Words per segment for any model not in :data:MODEL_WORD_BUDGETS. Chosen to produce ~30-45 s segments at typical TTS pace, which is large enough to amortize per-request overhead and small enough that ~4 in parallel saturate a typical user's perceived audio playback rate.

split_text_for_tts

def split_text_for_tts(text: str,
model: str | None = None,
*,
max_words: int | None = None) -> list[str]

Split text into TTS-friendly segments only when the budget is exceeded.

For text that fits under max_words the result is [text] and the caller can pass it to create_speech unchanged — the helper is a no-op for short inputs.

When the input exceeds the budget the splitter is greedy: packs sentences (respecting paragraph and sentence terminators as boundaries) into a segment until the next sentence would push word count over max_words, then starts a new segment.
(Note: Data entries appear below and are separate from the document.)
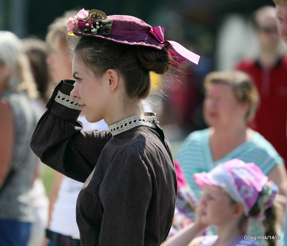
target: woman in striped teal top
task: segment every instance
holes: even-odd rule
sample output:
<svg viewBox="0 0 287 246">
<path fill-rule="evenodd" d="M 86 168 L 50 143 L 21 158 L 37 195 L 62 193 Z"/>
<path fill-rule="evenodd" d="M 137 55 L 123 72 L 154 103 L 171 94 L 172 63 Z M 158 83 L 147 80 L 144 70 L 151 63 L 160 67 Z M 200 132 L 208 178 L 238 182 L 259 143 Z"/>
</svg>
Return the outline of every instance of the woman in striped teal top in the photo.
<svg viewBox="0 0 287 246">
<path fill-rule="evenodd" d="M 284 161 L 269 142 L 247 126 L 259 101 L 251 79 L 241 72 L 213 72 L 206 76 L 204 85 L 203 111 L 210 127 L 191 133 L 175 158 L 196 196 L 199 199 L 201 194 L 193 181 L 194 173 L 208 172 L 221 162 L 237 158 L 254 162 L 274 181 L 279 189 L 277 200 L 284 207 L 287 186 Z M 259 223 L 255 225 L 253 222 L 249 226 L 259 227 Z M 264 235 L 260 234 L 263 229 L 253 229 L 251 235 Z"/>
</svg>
A single sentence longer than max_words is emitted as its own over-budget segment — splitting mid-sentence produces worse audio than one over-budget chunk.

Empirical note: paragraph-boundary forcing was tried earlier and removed. Several Venice TTS models render each segment faster than the corresponding portion of a longer call (kokoro shrinks ~30 % when given one stanza at a time instead of three together), so forcing extra splits when not needed costs audible audio with no upside.

Arguments:

  • text: Input text. Empty / whitespace-only returns [""].
  • model: Venice TTS model id. Used to look up :data:MODEL_WORD_BUDGETS when max_words is not given.
  • max_words: Override the per-model word budget.

Raises:

  • ValueError: If max_words is given and not positive.

Returns:

Segments in input order. Always at least one element.

stream_long_text

async def stream_long_text(
client: VeniceClient,
*,
input: str,
model: str,
voice: str | Voice,
response_format: str | ResponseFormat = "mp3",
speed: float | None = None,
language: str | None = None,
prompt: str | None = None,
temperature: float | None = None,
top_p: float | None = None,
max_words_per_segment: int | None = None,
max_concurrency: int = 4,
on_segment_complete: SegmentCallback | None = None,
timeout: float | None = None) -> AsyncIterator[bytes]

Stream TTS audio for long input by splitting into parallel segments.

Splits input via :func:split_text_for_tts, dispatches each segment to client.audio.create_speech(stream=True, ...) with bounded concurrency, and yields the resulting mp3 bytes in input order.

Only response_format="mp3" is supported. Other formats require container-level demuxing to concatenate cleanly and would produce malformed output if naively appended.

If input fits in a single segment, this short-circuits to create_speech directly — no extra task scheduling overhead.

Arguments:

  • client: A connected VeniceClient.
  • input: Text to synthesize.
  • model: Venice TTS model id (e.g. "tts-qwen3-1-7b").
  • voice: Model-specific voice id.
  • response_format: Only "mp3" supported in this helper.
  • max_words_per_segment: Override the per-model budget.
  • max_concurrency: Concurrent in-flight create_speech calls. Default 4 keeps headroom under Venice's 60 req/min limit for typical single-document use.
  • on_segment_complete: Optional callback invoked as each segment finishes its stream, with (segment_index, latency_seconds, bytes).
  • timeout: Per-segment timeout in seconds, forwarded to create_speech.

Raises:

  • NotImplementedError: If response_format is not "mp3".
  • ValueError: If max_concurrency < 1. Exceptions raised inside any segment task are re-raised when that segment's bytes would have been yielded; later segments are cancelled.